THE PAST IS a funny place, so far away and yet always there, waiting to trip you up with its memories and regret.
I can still smell the fresh paint of the ship’s railings when I made the long sea crossing from Ireland. I can still taste the salt of my tears on my lips as I walked up and down the deck, trying to soothe Cora and find the cause of her shrill little cries. I’d never needed my mammy more; never felt, more keenly, the gap left behind by her death during my infancy.
I can still hear the panic in my voice as I asked a woman with older children what she thought might be wrong with my child. She told me it was probably wind and showed me how to put the infant over my shoulder and rub her back, but Cora still bawled and mewled as if she knew something was terribly wrong, and wouldn’t stop crying until I set it right.

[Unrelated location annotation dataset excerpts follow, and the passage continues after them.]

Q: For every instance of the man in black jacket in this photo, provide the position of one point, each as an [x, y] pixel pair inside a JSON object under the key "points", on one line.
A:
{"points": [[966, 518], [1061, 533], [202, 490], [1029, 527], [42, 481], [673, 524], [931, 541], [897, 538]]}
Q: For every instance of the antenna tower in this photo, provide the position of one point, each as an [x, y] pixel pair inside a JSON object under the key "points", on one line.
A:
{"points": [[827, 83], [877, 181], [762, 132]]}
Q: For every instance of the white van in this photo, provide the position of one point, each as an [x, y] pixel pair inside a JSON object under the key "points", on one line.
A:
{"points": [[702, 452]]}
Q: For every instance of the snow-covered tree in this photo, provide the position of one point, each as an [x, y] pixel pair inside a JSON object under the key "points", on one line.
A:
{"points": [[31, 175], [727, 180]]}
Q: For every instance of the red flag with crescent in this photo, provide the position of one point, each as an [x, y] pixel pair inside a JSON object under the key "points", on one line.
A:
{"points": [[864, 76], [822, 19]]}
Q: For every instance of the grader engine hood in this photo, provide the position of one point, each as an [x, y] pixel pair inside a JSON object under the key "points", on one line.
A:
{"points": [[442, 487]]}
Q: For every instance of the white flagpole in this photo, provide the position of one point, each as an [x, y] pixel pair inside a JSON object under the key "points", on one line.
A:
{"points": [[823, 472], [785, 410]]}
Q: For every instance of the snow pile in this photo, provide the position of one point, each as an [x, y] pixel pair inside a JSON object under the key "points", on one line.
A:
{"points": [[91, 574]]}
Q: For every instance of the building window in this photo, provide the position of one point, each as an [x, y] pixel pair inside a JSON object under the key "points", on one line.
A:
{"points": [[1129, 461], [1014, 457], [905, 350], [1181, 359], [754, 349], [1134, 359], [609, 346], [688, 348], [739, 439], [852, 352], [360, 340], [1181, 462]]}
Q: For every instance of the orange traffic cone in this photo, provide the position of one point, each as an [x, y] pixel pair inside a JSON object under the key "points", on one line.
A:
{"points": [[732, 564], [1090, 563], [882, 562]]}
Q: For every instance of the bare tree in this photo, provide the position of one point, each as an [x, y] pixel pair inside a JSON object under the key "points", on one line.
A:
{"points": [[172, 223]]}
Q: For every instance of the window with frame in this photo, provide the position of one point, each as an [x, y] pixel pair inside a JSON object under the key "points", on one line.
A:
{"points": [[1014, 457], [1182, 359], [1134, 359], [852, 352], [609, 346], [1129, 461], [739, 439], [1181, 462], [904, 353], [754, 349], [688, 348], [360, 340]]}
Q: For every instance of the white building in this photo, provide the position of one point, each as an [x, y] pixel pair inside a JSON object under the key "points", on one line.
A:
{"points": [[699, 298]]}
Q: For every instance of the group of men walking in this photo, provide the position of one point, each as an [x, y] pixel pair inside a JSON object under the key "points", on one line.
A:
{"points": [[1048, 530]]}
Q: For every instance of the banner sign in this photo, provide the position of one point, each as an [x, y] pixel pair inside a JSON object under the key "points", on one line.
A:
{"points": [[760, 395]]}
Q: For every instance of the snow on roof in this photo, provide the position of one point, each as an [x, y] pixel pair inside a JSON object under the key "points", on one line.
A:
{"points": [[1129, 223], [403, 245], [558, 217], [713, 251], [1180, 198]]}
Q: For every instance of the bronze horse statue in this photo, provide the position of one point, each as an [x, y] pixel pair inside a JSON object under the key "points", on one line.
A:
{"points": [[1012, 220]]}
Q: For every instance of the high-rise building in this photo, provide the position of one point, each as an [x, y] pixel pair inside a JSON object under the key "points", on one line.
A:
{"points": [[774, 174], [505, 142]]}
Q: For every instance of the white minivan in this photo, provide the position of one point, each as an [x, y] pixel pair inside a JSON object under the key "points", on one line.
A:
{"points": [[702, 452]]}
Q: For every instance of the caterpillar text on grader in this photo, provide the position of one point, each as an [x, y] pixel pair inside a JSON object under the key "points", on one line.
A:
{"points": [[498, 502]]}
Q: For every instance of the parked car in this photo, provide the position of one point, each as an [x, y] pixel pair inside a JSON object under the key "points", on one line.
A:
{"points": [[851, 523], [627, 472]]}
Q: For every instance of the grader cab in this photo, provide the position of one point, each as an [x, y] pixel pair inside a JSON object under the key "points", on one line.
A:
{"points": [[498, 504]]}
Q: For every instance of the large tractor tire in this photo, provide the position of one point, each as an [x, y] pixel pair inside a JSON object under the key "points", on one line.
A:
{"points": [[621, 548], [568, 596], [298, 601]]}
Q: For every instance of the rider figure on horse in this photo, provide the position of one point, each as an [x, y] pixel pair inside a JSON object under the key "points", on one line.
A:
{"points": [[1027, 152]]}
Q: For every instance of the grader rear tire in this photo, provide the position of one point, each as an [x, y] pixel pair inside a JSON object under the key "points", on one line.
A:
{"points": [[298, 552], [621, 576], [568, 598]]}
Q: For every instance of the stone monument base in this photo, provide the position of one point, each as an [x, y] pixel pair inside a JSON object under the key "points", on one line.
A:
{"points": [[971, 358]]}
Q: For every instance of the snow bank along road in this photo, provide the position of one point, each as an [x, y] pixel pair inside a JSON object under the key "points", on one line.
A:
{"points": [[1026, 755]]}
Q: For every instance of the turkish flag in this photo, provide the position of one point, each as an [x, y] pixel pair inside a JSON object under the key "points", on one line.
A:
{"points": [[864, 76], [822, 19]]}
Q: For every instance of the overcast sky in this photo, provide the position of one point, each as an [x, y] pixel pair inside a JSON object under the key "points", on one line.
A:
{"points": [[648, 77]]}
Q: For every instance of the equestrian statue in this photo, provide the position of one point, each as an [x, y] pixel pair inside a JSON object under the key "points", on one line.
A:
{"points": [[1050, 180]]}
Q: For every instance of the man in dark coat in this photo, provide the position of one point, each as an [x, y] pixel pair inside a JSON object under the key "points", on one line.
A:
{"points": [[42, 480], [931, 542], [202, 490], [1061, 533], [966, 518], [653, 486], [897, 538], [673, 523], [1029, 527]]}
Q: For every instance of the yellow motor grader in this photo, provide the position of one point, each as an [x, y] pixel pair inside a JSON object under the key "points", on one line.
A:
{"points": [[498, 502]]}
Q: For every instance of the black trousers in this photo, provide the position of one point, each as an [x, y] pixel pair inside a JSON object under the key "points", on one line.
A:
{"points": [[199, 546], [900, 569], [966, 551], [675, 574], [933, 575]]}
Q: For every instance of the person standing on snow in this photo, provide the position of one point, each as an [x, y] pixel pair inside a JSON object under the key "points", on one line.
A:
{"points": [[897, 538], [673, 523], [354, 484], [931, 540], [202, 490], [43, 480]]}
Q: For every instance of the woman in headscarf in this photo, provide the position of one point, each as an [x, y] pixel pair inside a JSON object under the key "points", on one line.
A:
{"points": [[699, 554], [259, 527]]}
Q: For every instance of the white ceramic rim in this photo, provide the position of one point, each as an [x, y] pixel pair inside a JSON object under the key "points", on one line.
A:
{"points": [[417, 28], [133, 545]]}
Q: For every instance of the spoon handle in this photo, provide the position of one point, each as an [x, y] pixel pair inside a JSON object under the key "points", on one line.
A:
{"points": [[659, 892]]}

I remember how some of the passengers cheered when New York first loomed through the fog, but for me the sight of Lady Liberty only left a hollow ache in my heart. When I’d boarded the boat in Cobh, I thought I’d known the worst day of my life, but stepping off it was far worse. The distance I’d traveled from Ireland was emphasized by every unfamiliar accent and noise and smell. The truth of what I’d done struck me like a punch in the chest so that I could barely breathe as I walked off that ship. My guilt has walked beside me ever since.
But Cora and I found a way. I was far from the perfect mother, but I did my best for her. With Da willing to help out in any way he could, and even old Boots taking his turn at playing nanny, we somehow muddled through. When Da and Boots passed away, I didn’t look for anyone to replace them. I didn’t need anyone else, fiercely protecting the little unit of two Cora and I had become.
But the echo from Ireland has always haunted me.
As the long nights on watch were washed away by rosy clouds, the first thing I saw each morning was Cora’s sweet little face, cheeks as pink as summer roses, hair falling across her pillow, like a mermaid underwater. I imagine her now, living in some underwater world, the reflection from the moon silvering her hair.
I might not be needed here like I once was, but I still come to the lighthouse, like a moth drawn to a flame, flitting about through the small hours of the night, moving things that don’t need moving, wiping surfaces that don’t need wiping, finding ways to remember her and to keep myself busy. The alternative—to sit idle and invite in difficult memories—is too frightening.
The skies darken early, the small room at the bottom of the lighthouse cast into shadow by the gathering clouds. I pause at the picture of Ida Lewis as I walk to the kitchen to make coffee. Her image has faded over the years, erased by the sun and the passage of time. She’s been a sort of guardian to me, someone I’ve always looked up to. Ida was a true American heroine, her life was noble and proud. Mine is a fabrication, stitched poorly together between Ireland and America, and it is starting to unravel and fray.
I make coffee and sit by the window, watching the shifting tint and tone of the sky, letting my thoughts drift back across the years, the salt-tang of the ocean filling my nostrils as I breathe in deep. I see her in everything: in sunlight and shadow, in the white tips of the waves and the lingering strands of the sea fogs. For so long, Cora was my reason to wake up in the morning. Cora, and the light. The darkness of her absence is unbearable.
Matilda is my purpose now, for as long as she chooses to stay here. I am curious to know her, enjoy the little clues I pick up as we spend time together. I know that she likes to sing along to the wireless and that she likes the scent of lavender and beach roses. I know that she enjoys cycling and collecting shells from the beach which she keeps in a trinket box beside her bed.
I know these simple little things about her that make a person unique.
Simple little things I should have always known about her, if things had been different.